Class BoundMax

  • All Implemented Interfaces:
    Splittable<Initializer<IntegerVector>>, Initializer<IntegerVector>, IntegerCostOptimizationProblem<IntegerVector>, Problem<IntegerVector>

    public final class BoundMax
    extends IntegerVectorInitializer
    implements IntegerCostOptimizationProblem<IntegerVector>

    The BoundMax class is an implementation of a generalization of the well-known OneMax problem, often used in benchmarking genetic algorithms and other metaheuristics.

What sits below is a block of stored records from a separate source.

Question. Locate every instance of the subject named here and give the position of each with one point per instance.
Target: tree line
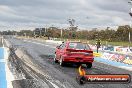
(119, 34)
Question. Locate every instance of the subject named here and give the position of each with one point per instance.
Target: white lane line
(40, 44)
(54, 85)
(2, 60)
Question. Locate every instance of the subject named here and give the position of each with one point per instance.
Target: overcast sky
(40, 13)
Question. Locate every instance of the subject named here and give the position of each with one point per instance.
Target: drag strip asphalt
(63, 77)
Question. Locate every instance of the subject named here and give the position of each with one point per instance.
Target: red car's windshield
(79, 46)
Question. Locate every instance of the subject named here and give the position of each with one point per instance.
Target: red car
(74, 52)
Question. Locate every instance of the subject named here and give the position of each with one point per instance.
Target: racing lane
(43, 54)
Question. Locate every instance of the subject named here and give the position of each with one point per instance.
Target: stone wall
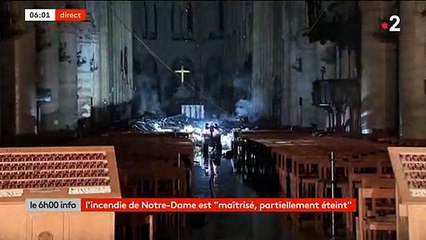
(412, 71)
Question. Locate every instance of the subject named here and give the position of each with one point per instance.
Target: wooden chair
(369, 219)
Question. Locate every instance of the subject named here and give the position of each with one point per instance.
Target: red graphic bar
(218, 205)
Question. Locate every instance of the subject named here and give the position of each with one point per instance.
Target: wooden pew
(409, 166)
(370, 220)
(157, 179)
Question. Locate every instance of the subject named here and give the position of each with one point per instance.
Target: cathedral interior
(287, 82)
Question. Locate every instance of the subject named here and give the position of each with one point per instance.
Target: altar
(186, 98)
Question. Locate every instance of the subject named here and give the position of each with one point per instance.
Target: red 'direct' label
(218, 205)
(70, 15)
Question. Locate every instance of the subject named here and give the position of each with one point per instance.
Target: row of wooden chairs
(376, 209)
(303, 167)
(151, 165)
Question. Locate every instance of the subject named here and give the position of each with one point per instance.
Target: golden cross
(182, 72)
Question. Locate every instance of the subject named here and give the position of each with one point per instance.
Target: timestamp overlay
(55, 15)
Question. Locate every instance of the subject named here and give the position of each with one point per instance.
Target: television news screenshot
(212, 120)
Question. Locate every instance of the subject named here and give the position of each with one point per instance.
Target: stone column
(24, 72)
(67, 76)
(379, 75)
(47, 58)
(412, 70)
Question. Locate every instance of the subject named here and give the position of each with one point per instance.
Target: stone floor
(239, 226)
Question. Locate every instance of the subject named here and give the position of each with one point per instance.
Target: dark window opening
(190, 19)
(221, 19)
(144, 25)
(153, 22)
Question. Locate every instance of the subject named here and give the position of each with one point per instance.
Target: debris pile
(194, 127)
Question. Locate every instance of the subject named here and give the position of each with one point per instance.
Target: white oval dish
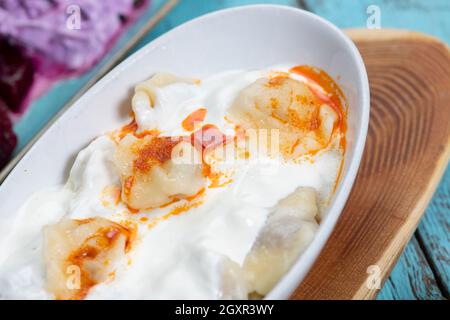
(249, 37)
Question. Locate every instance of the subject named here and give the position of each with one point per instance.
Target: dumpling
(304, 123)
(233, 282)
(156, 171)
(158, 101)
(286, 234)
(82, 253)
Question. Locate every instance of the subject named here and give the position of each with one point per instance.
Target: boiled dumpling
(233, 282)
(158, 100)
(304, 123)
(287, 232)
(82, 253)
(158, 170)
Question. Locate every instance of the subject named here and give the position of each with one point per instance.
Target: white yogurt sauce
(181, 257)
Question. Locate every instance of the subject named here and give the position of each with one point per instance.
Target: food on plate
(213, 190)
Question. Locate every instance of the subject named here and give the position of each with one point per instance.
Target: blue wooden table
(423, 271)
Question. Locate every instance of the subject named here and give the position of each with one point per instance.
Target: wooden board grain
(407, 151)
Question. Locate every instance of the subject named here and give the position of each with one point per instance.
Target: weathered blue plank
(412, 277)
(434, 232)
(431, 17)
(189, 9)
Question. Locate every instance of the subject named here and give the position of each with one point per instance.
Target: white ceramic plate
(248, 37)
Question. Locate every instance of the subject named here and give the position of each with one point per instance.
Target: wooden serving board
(407, 151)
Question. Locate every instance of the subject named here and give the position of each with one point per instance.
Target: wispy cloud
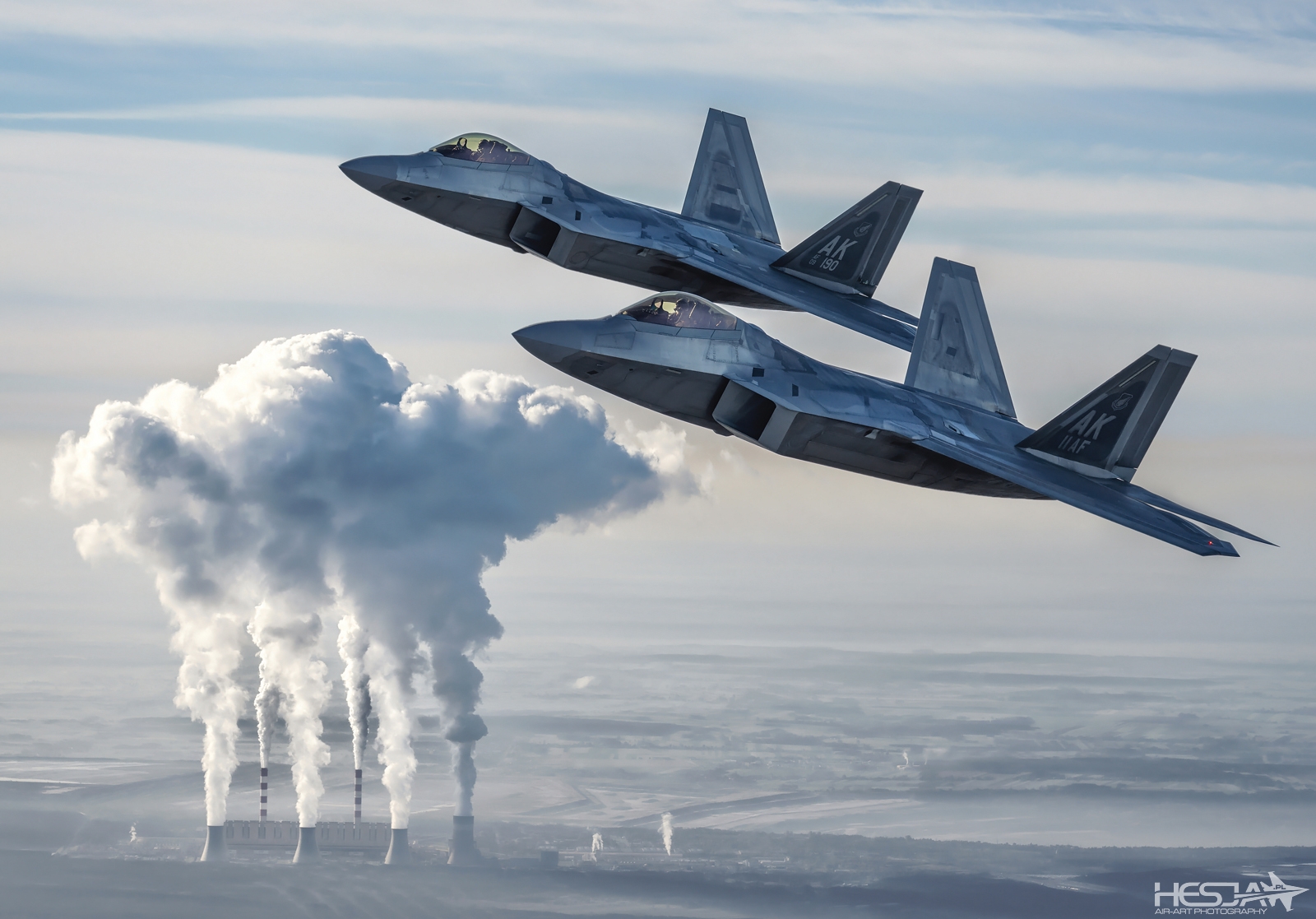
(767, 41)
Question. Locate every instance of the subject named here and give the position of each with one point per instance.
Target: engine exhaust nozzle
(308, 849)
(216, 849)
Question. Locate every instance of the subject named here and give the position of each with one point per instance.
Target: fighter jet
(951, 425)
(723, 245)
(1277, 892)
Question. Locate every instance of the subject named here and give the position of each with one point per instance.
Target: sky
(1120, 175)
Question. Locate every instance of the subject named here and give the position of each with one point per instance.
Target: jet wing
(859, 313)
(1114, 499)
(853, 311)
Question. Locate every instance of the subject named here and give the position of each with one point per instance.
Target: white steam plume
(352, 649)
(286, 631)
(266, 711)
(313, 476)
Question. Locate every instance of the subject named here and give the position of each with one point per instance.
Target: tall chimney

    In the OneMax problem, the metaheuristic is searching the space of bit-strings of length n for the bit-string with the most bits equal to a 1. It originated as a test problem for genetic algorithms, where the standard form of a genetic algorithm represents solutions to the problem with a string of bits. The OneMax problem offers a test problem with a known optimal solution, a bit-string of all 1s. For example, if n=8, then the optimal solution is: 11111111.

    BoundMax generalizes OneMax to vectors of integers such that each integer is bound in the interval [0,B] for some B ≥ 1. The problem is to find the vector of length n with maximum number of integers equal to B. The optimal solution is thus n copies of B. For example, if n is 8, the optimal solution is [B, B, B, B, B, B, B, B]. The OneMax problem is the special case when B=1.

    The value method simply counts the number of components equal to B. The problem is to maximize this count. Thus, as a cost function, the cost method counts the number of components not equal to B, where the minimum cost is thus 0.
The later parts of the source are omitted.